② Database Construction
After collecting and processing all the data needed, our team turned them into MySQL tables and JSON files. The comparison between KEGG database and the ‘Gil’ is shown on the table below.
In addition, the Gil database has XXXX E. coli K-12 genes, covering XXX percentage of overall reactions. There are also XXXX Gibbs energy values, which is XXXX percentage of overall reactions.
The program ‘Gil’ do not just enumerate results. However, this software visualizes the output networks composed of biological chemicals and reactions. The program provides the beautiful visualization as well as furthermore information which boost the instinctive inspiration of users. The ‘Gil’ is also targeting ordinary people as possible users, so anyone who is accessible to the Internet can design their own paths simply entering the start and end compounds.

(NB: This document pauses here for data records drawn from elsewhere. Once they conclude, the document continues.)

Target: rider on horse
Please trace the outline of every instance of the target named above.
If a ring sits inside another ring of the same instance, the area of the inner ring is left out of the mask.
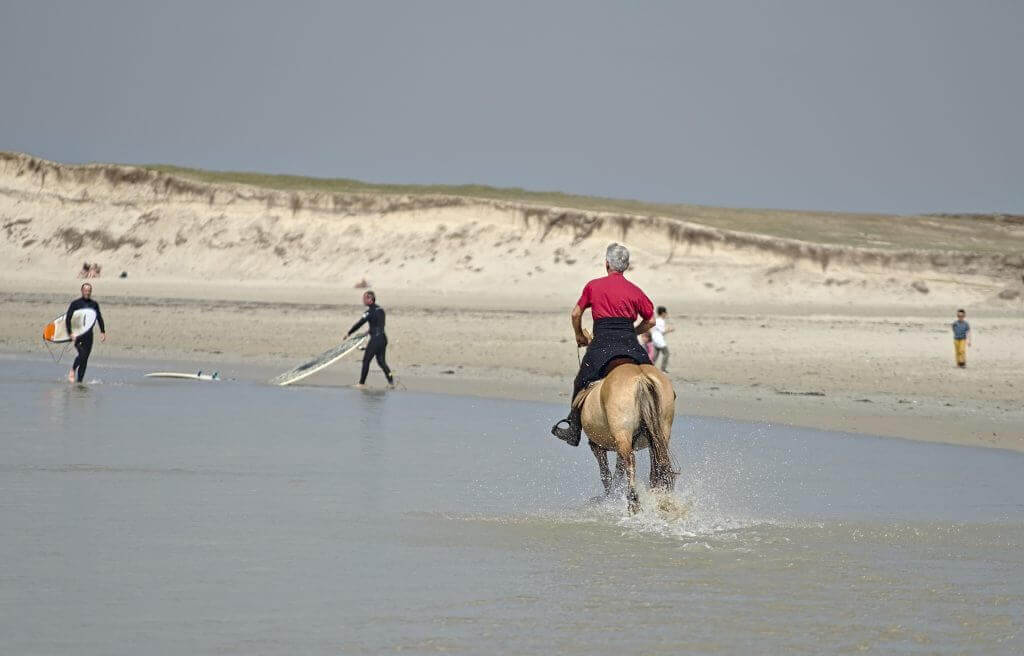
[[[587,346],[580,371],[569,397],[569,416],[551,428],[551,434],[572,446],[580,443],[580,410],[573,401],[581,390],[608,373],[608,364],[617,358],[633,360],[637,364],[651,364],[647,351],[640,344],[641,335],[654,326],[654,304],[643,290],[626,280],[623,272],[629,268],[629,250],[621,244],[612,244],[605,253],[603,278],[595,278],[583,288],[580,300],[572,309],[572,328],[576,344]],[[594,318],[594,338],[583,332],[583,311],[590,308]],[[634,326],[637,317],[643,319]],[[568,427],[560,424],[567,423]]]

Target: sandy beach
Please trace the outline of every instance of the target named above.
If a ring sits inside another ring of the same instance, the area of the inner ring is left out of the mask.
[[[295,294],[266,283],[239,298],[237,286],[190,284],[186,296],[172,295],[170,283],[95,285],[110,336],[96,348],[94,370],[164,362],[270,378],[332,346],[359,316],[359,291],[351,289]],[[40,317],[60,313],[76,287],[73,280],[5,280],[0,350],[45,357]],[[499,310],[484,299],[417,302],[379,293],[389,312],[389,360],[408,389],[566,400],[577,363],[567,308]],[[285,300],[296,296],[302,300]],[[679,307],[686,311],[672,314],[669,336],[679,412],[1024,450],[1019,317],[972,316],[975,346],[961,370],[948,317],[938,310],[881,308],[868,316],[837,308]],[[305,383],[347,385],[357,377],[355,356]],[[369,382],[384,384],[375,369]]]
[[[406,388],[563,403],[578,357],[568,312],[612,240],[669,308],[678,412],[1024,450],[1013,217],[630,215],[285,193],[6,154],[0,352],[47,357],[42,324],[91,261],[104,267],[93,282],[110,333],[94,370],[162,362],[269,378],[338,341],[365,281]],[[964,370],[957,307],[974,328]],[[350,357],[307,382],[351,384],[357,367]]]

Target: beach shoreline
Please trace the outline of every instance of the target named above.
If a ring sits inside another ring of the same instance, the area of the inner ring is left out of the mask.
[[[94,282],[110,334],[94,350],[94,374],[114,368],[141,375],[159,365],[264,381],[333,346],[360,311],[358,290],[328,285]],[[47,357],[38,329],[63,311],[77,286],[0,281],[8,308],[0,354]],[[577,363],[568,307],[528,309],[528,299],[472,294],[385,291],[380,300],[401,388],[567,403]],[[678,413],[1024,451],[1024,410],[1015,401],[1024,320],[1012,313],[982,314],[984,346],[971,354],[971,367],[957,370],[938,310],[766,310],[723,304],[674,314],[670,377]],[[862,340],[865,334],[870,338]],[[359,360],[353,354],[303,384],[350,385]],[[368,382],[383,387],[375,364]],[[552,423],[561,412],[553,410]]]

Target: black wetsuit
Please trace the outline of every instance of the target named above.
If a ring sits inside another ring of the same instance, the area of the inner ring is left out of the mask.
[[[384,376],[388,379],[388,384],[394,383],[391,369],[388,368],[388,363],[384,359],[385,351],[388,349],[388,336],[384,333],[384,320],[384,308],[374,303],[366,308],[362,318],[348,331],[348,334],[351,335],[359,330],[364,323],[370,325],[370,343],[366,345],[366,351],[363,353],[363,371],[359,376],[360,385],[366,383],[366,376],[370,373],[370,362],[375,357]]]
[[[67,329],[68,334],[71,334],[71,315],[73,315],[76,310],[85,309],[92,309],[96,311],[96,323],[99,324],[100,332],[107,332],[107,329],[103,325],[103,315],[100,313],[100,304],[91,298],[77,298],[71,301],[71,305],[68,306],[68,311],[64,313],[64,327]],[[85,380],[85,368],[89,364],[89,354],[92,353],[92,327],[75,338],[75,350],[78,351],[78,357],[75,358],[75,362],[71,365],[71,371],[75,372],[76,380],[78,380],[78,382],[82,382]]]

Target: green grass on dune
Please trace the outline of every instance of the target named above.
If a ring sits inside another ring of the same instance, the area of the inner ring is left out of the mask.
[[[559,191],[529,191],[518,187],[490,187],[487,185],[414,185],[378,184],[349,178],[310,178],[298,175],[254,173],[245,171],[206,171],[169,164],[144,164],[142,168],[162,171],[171,175],[210,183],[246,184],[280,191],[320,191],[324,193],[376,193],[389,195],[443,195],[465,198],[485,198],[517,203],[531,203],[553,207],[578,208],[600,212],[628,212],[630,214],[658,214],[674,216],[697,209],[694,205],[645,203],[638,200],[579,196]]]
[[[245,184],[280,191],[411,196],[445,195],[592,212],[657,215],[725,230],[837,246],[975,253],[1014,253],[1024,250],[1022,217],[1006,219],[991,214],[900,216],[853,212],[738,209],[647,203],[638,200],[579,196],[554,191],[528,191],[486,185],[375,184],[345,178],[206,171],[166,164],[148,164],[142,167],[200,182]]]

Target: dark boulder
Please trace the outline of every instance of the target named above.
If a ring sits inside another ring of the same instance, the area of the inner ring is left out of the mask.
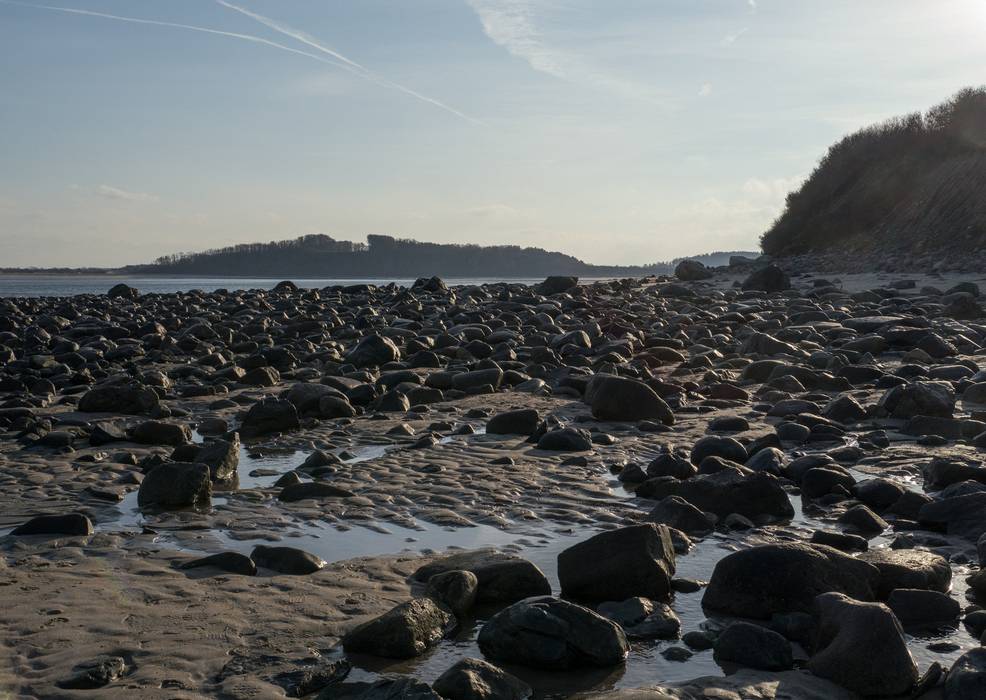
[[[494,661],[552,670],[616,666],[630,649],[615,622],[551,597],[528,598],[501,610],[476,641]]]
[[[739,617],[769,619],[774,613],[810,613],[815,597],[832,591],[873,600],[879,580],[876,567],[832,547],[762,545],[721,559],[702,605]]]
[[[476,600],[481,603],[514,603],[523,598],[551,593],[544,573],[531,562],[491,549],[461,552],[422,566],[412,579],[427,583],[446,571],[469,571],[476,576]]]
[[[82,513],[39,515],[11,530],[11,535],[91,535],[92,521]]]
[[[321,558],[294,547],[268,547],[258,544],[250,553],[257,566],[290,576],[314,574],[325,566]]]
[[[137,503],[141,508],[188,508],[209,503],[212,476],[197,462],[165,462],[154,467],[140,483]]]
[[[572,600],[668,600],[674,572],[668,528],[651,523],[601,532],[558,555],[562,595]]]
[[[342,646],[350,654],[410,659],[435,645],[455,624],[452,614],[430,598],[415,598],[349,631]]]

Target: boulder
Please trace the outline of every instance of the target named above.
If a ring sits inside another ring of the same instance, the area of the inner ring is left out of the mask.
[[[160,407],[157,392],[140,384],[105,384],[90,389],[79,399],[79,410],[84,413],[141,416],[153,415]]]
[[[880,399],[879,411],[891,418],[915,416],[951,418],[955,392],[948,382],[913,382],[892,387]]]
[[[490,435],[532,435],[541,423],[541,415],[535,408],[498,413],[486,424]]]
[[[491,549],[452,554],[419,568],[412,579],[428,583],[446,571],[469,571],[476,576],[476,600],[480,603],[514,603],[551,593],[544,573],[526,559]]]
[[[945,593],[952,582],[952,567],[948,560],[934,552],[917,549],[872,549],[860,554],[859,559],[879,570],[880,578],[874,593],[881,600],[896,588]]]
[[[250,553],[257,566],[289,576],[314,574],[325,566],[325,562],[314,554],[294,547],[268,547],[258,544]]]
[[[553,275],[538,285],[538,291],[541,292],[541,294],[550,297],[552,294],[561,294],[562,292],[567,292],[577,286],[579,286],[578,277]]]
[[[742,284],[743,291],[783,292],[791,288],[791,278],[777,265],[770,264],[755,270]]]
[[[674,276],[682,282],[698,282],[713,276],[712,270],[697,260],[682,260],[674,268]]]
[[[708,535],[715,525],[714,517],[710,518],[680,496],[668,496],[658,501],[647,514],[647,520],[673,527],[694,537]]]
[[[209,503],[212,477],[209,467],[197,462],[165,462],[154,467],[140,483],[141,508],[189,508]]]
[[[240,574],[241,576],[256,576],[257,574],[257,565],[253,559],[239,552],[210,554],[207,557],[186,561],[179,568],[198,569],[201,567],[212,567],[231,574]]]
[[[728,676],[703,676],[659,687],[579,693],[572,700],[859,700],[835,683],[804,671],[742,668]]]
[[[713,658],[720,666],[735,664],[764,671],[786,671],[794,665],[789,641],[750,622],[733,622],[726,627],[716,639]]]
[[[601,532],[558,555],[562,595],[572,600],[668,600],[674,572],[668,528],[651,523]]]
[[[527,700],[531,686],[493,664],[460,659],[432,684],[446,700]]]
[[[92,521],[82,513],[39,515],[11,530],[11,535],[91,535]]]
[[[425,596],[444,605],[456,616],[472,611],[479,579],[471,571],[445,571],[428,579]]]
[[[896,588],[887,597],[890,608],[905,627],[921,627],[957,620],[962,606],[938,591]]]
[[[774,613],[810,613],[822,593],[873,600],[879,581],[875,566],[832,547],[762,545],[719,560],[702,605],[737,617],[769,619]]]
[[[539,450],[553,452],[585,452],[592,449],[589,431],[581,428],[556,428],[549,430],[538,440]]]
[[[637,495],[656,500],[680,496],[719,518],[738,513],[756,523],[794,517],[791,499],[776,477],[765,472],[743,473],[731,467],[686,480],[651,479],[637,488]]]
[[[501,610],[476,641],[494,661],[551,670],[616,666],[630,649],[615,622],[551,597],[528,598]]]
[[[349,631],[347,653],[410,659],[436,644],[455,627],[455,617],[430,598],[415,598]]]
[[[982,698],[986,698],[986,647],[977,647],[952,664],[945,678],[945,700]]]
[[[400,358],[401,351],[394,341],[375,333],[362,338],[346,355],[346,360],[357,367],[379,367]]]
[[[250,407],[240,426],[245,439],[262,437],[271,433],[283,433],[301,427],[298,409],[290,401],[262,399]]]
[[[637,379],[597,374],[589,380],[585,400],[599,420],[659,420],[674,424],[674,413],[664,399]]]
[[[887,606],[825,593],[815,601],[818,636],[808,668],[860,695],[902,695],[918,680],[900,623]]]
[[[148,420],[140,423],[130,434],[134,442],[143,445],[171,445],[177,447],[192,441],[192,431],[184,423],[166,423]]]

①The Front Page of the ‘Gil’
There are two input boxes on the front page. The user can enter either a chemical name or a KEGG compound ID. This page also supports auto-complete function, which is an important and useful feature. As you see on Figure 1, the page provides the user a list of possible routes.
② The Result Page:
If the user enters a proper input pair and clicks the “Search” button, the result page will be showed. This page is consist of various information.
Firstly of all, every result paths is shown as a combined single graph on the left box. The yellow nodes are compounds. When the user puts the mouse cursor on a circle, the corresponding chemical name would be appeared. On the other hand, the reactions are shown as edges with KEGG reaction IDs.

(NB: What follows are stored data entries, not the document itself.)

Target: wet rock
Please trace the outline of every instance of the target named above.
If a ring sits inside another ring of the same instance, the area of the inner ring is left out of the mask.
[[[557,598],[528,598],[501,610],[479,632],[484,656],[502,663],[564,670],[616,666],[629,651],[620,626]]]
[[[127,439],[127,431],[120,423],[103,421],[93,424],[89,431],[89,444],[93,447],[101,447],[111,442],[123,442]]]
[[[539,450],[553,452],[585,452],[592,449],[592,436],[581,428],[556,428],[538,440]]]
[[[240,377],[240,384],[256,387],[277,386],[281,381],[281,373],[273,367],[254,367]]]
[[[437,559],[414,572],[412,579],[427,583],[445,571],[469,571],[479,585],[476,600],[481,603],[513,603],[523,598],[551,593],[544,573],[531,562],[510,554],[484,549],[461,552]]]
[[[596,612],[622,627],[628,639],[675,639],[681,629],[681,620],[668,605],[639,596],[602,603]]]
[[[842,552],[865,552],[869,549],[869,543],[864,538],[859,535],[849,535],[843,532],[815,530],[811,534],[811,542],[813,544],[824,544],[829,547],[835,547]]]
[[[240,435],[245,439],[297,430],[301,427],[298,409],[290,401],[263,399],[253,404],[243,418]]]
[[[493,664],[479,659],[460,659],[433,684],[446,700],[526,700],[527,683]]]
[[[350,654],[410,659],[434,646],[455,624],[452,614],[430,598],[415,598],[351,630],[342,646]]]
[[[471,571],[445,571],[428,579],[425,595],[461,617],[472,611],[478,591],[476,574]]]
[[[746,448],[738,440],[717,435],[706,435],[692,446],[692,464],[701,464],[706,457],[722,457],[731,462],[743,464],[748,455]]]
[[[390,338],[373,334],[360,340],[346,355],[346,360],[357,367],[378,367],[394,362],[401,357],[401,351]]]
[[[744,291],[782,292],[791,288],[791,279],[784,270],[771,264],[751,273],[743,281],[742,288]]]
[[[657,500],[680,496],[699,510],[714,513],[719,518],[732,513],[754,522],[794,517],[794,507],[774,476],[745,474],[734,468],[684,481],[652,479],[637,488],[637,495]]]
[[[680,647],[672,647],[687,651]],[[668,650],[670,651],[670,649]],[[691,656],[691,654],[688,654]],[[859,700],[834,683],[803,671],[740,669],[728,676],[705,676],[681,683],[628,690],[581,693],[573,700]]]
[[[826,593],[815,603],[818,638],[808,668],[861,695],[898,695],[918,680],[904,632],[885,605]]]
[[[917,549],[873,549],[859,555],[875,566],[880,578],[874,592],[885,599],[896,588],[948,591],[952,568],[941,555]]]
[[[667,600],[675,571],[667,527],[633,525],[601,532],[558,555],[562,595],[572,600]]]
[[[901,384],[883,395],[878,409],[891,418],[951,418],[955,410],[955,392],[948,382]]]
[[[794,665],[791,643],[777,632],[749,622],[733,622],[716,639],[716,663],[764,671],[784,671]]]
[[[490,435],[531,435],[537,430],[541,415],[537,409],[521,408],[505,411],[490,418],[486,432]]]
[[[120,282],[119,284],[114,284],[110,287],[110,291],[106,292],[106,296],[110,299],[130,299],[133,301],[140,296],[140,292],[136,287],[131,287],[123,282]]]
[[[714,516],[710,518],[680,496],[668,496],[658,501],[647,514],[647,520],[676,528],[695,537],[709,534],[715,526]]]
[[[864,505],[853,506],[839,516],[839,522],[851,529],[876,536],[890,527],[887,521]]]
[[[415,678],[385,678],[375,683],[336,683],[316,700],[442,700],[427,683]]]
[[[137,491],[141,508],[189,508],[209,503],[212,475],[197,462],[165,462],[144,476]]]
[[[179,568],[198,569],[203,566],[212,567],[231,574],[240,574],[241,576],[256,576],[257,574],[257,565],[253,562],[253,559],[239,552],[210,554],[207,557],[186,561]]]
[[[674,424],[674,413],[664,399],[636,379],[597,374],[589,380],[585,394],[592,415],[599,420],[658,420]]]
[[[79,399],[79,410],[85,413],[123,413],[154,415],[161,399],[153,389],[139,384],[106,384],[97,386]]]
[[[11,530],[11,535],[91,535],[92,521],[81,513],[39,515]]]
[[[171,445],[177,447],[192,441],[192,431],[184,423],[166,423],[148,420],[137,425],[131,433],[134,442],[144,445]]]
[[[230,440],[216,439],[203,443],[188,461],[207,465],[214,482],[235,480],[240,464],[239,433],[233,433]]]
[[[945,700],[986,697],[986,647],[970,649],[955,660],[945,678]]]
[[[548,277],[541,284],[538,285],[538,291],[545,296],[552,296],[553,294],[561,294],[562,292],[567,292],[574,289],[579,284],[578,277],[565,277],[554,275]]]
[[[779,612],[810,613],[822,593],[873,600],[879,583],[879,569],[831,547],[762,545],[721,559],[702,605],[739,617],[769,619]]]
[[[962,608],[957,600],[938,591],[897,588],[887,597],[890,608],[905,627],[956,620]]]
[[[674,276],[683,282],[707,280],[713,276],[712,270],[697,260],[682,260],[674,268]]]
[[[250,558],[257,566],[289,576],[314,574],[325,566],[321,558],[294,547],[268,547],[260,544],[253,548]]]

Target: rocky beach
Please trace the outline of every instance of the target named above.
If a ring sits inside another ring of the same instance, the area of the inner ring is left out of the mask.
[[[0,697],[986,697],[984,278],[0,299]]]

To figure out more data about a specific compound or reaction, the user may click the node or edge. Then, there would be a table of detailed information on the right side of the result page. While a compound box contains chemical name, formula, exact mass, molecular weight, and structure image from KEGG Compound database or PubChem, a reaction table comprises reaction name, overall equations, Gibbs free energy, and gene download button. The most noteworthy function of ‘Gil’ is the registry of standard biological parts interlinked with KEGG GENES database. The connection was a really hard problem, but BLAST was the antidote! If a specific gene is highly orthologous to a biological part, the BioBrick ID is added to the end of each definition line of the FASTA file.
Lastly, according the purpose of the experiment, the user can select a factor along which paths were sorted. The software ‘Gil’ provides four criteria: the number of NADH, NADPH, ATP, and CO2. The Team Korea U Seoul chose the four factors to evaluate whole path output and thus give researchers optimal pathways. The reason why the four factors were chosen is elucidated under “Project Description > Biological Background”. Furthermore, E. coli K-12 information is included on this result page. If the user click “E. coli Metabolism” button, reactions which E. coli K-12 has by heredity will be highlighted in blue.

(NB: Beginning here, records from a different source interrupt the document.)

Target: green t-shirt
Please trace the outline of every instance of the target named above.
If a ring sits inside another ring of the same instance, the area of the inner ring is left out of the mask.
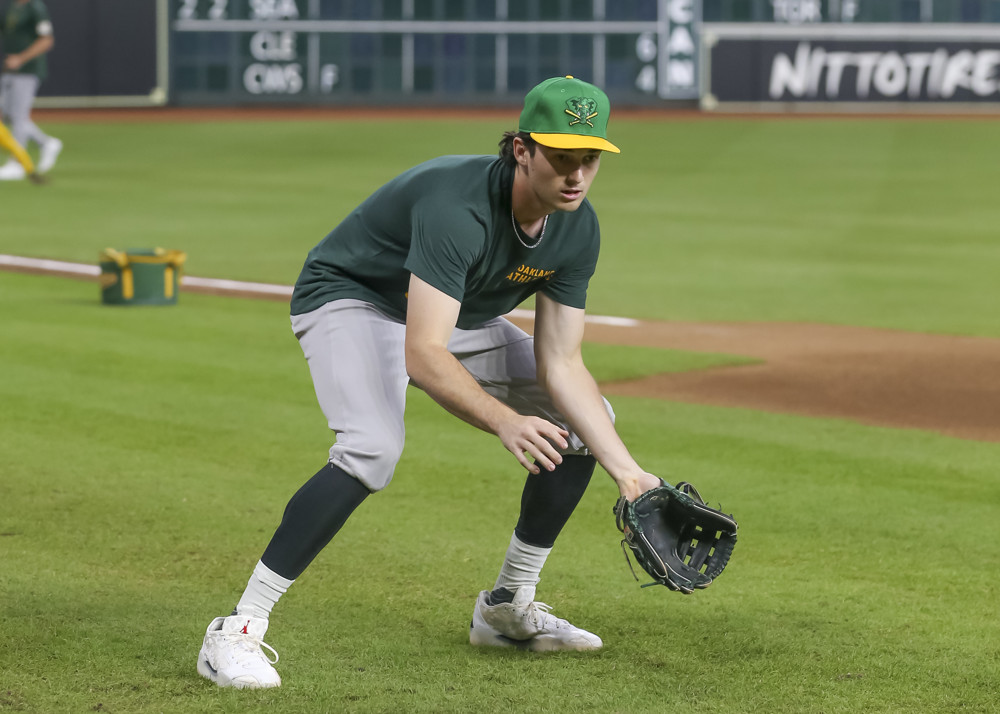
[[[28,0],[24,4],[11,0],[7,5],[7,12],[3,16],[3,26],[0,27],[5,55],[23,52],[39,37],[51,34],[52,22],[49,20],[49,11],[42,0]],[[33,60],[25,62],[18,68],[17,72],[19,74],[34,74],[41,82],[48,75],[48,62],[45,55],[39,55]]]
[[[593,207],[553,213],[527,248],[511,215],[513,181],[492,156],[443,156],[393,179],[309,252],[292,314],[356,298],[405,320],[411,273],[462,303],[465,329],[536,292],[583,308],[600,249]]]

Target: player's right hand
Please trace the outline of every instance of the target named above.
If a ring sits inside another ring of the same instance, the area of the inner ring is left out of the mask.
[[[565,429],[539,417],[516,413],[499,426],[497,436],[518,463],[533,474],[541,473],[541,469],[552,471],[562,463],[558,449],[569,447],[569,432]]]

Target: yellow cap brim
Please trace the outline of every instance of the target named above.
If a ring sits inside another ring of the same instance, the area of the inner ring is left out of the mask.
[[[599,136],[587,136],[586,134],[536,134],[534,132],[530,136],[542,146],[549,146],[553,149],[600,149],[601,151],[610,151],[613,154],[622,153],[622,150],[617,146]]]

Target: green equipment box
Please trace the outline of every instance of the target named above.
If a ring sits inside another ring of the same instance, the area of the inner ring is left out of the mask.
[[[173,305],[187,256],[152,248],[101,251],[101,302],[105,305]]]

Under the boxes of network, compound, and reaction, there are detailed information of NADH, NADPH, ATP, and CO2. The information is presented in a pair of graphs and a table for each factor. When it comes to plotting output, a bar graph shows users overall difference of the three paths, and a graph with broken lines demonstrate how the number of factor molecule changes through a path progresses. Last but not least, all the data above are organized inside a table.
We used Python 2.7, Ubuntu 12.04.5, NetworkX, MySQL, and BLAST to collect data and construct database. Besides, we utilized D3.js and JavaScript to process JSON files into various graphs.